Project Architecture for Ladon and Core Networking layer definition

Context and Problem Statement

Ladon is a scraping/crawling framework. Its architecture centers on two layers: a core networking module that interacts with websites (primarily via HTTP, but not limited to it) and a parsing/business layer that extracts and transforms content. Additional processing above parsing is out of scope here. One straightforward approach would be to call the programming language's native HTTP APIs directly from adapters (e.g., the standard HTTP client or common libraries such as requests), but this ADR evaluates whether we should instead standardize on a dedicated core layer.

Decision Drivers

  • Enforce consistent politeness (robots.txt, rate limits, backoff) across all adapters.
  • Centralize observability (structured logs, metrics, tracing) for outbound HTTP.
  • Avoid adapter-specific networking hacks that bypass shared policies.
  • Keep business logic pluggable while guaranteeing a single HTTP surface.
  • Remain sync-first now, with a path to async parity later.

Considered Options

  • Option A: Core Networking Layer as the sole HTTP gateway (HttpClient + policies).
  • Option B: No core layer; rely on direct HTTP usage in adapters (e.g., requests directly).
  • Option C: Split networking into a separate microservice.

Decision Outcome

Chosen option: Option A: Core Networking Layer as the sole HTTP gateway.

We will build an HttpClient that encapsulates supported HTTP operations, session management, retries/backoff, per-domain rate limits, per-domain circuit breakers, robots.txt fetch/cache/enforcement, download safeguards, and structured logging/metrics/tracing hooks. All adapters and future plugins must use this client; no outbound HTTP may bypass it.

Consequences

  • Good: Consistent, polite, and observable HTTP behavior; clearer debuggability during outages/bans.
  • Good: Clean separation between networking policies and business/adapters; enables safe plugin/extensibility above the core.
  • Good: Stable response/meta shapes simplify adapter development and external contributions.
  • Bad: Migration effort to replace direct HTTP usage; perceived rigidity for quick hacks.
  • Bad: Sync-first limits peak throughput until the async variant lands.
  • Risk: Misconfigured limits/breakers can resemble slowness, creating false positives.

Confirmation

  • Contract tests for policy enforcement (rate limits, retries/backoff, circuit breakers, robots).
  • Integration tests against recorded/local servers to verify HTTP operations and download safeguards.
  • Lint/checks to block new direct HTTP usage outside HttpClient.
  • Design/code reviews to ensure adapters/plugins only call the core client.
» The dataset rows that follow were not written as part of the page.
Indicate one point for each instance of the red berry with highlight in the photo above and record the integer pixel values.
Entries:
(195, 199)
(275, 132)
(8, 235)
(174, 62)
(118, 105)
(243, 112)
Pros and Cons of the Options

Option A: Core Networking Layer as the sole HTTP gateway

  • Good, because networking policies (politeness, retries, breakers) are centralized and consistent.
  • Good, because observability hooks and response/meta contracts are uniform.
  • Good, because adapters/plugins can stay business-focused with a stable API.
  • Bad, because it requires migration effort and discipline to avoid bypasses.
  • Neutral, because sync-first simplifies delivery now but defers async throughput.

Option B: No core layer; direct HTTP in adapters

  • Good, because it is simple with no new abstraction.
  • Bad, because policies and observability stay fragmented and brittle.
  • Bad, because global changes (rate limits, tracing) risk regressions across adapters.
  • Bad, because contributors could introduce inconsistent behaviors or bypass safeguards.

Option C: Networking as a separate microservice

  • Good, because it isolates traffic policy operationally.
  • Bad, because it adds operational burden and latency without clear MVP benefit.
  • Bad, because it complicates local development and testing.

More Information

  • Future ADRs: async networking variant with API parity; proxy/identity management; recommended default profiles for common domain classes.
  • Enforcement: repository tooling will flag direct HTTP usage outside HttpClient.
  • Implementation plan (high level): establish core types (HttpClient, HttpClientConfig, error taxonomy); implement sync pipeline with policies; replace direct HTTP usage; add tests and migration guidance.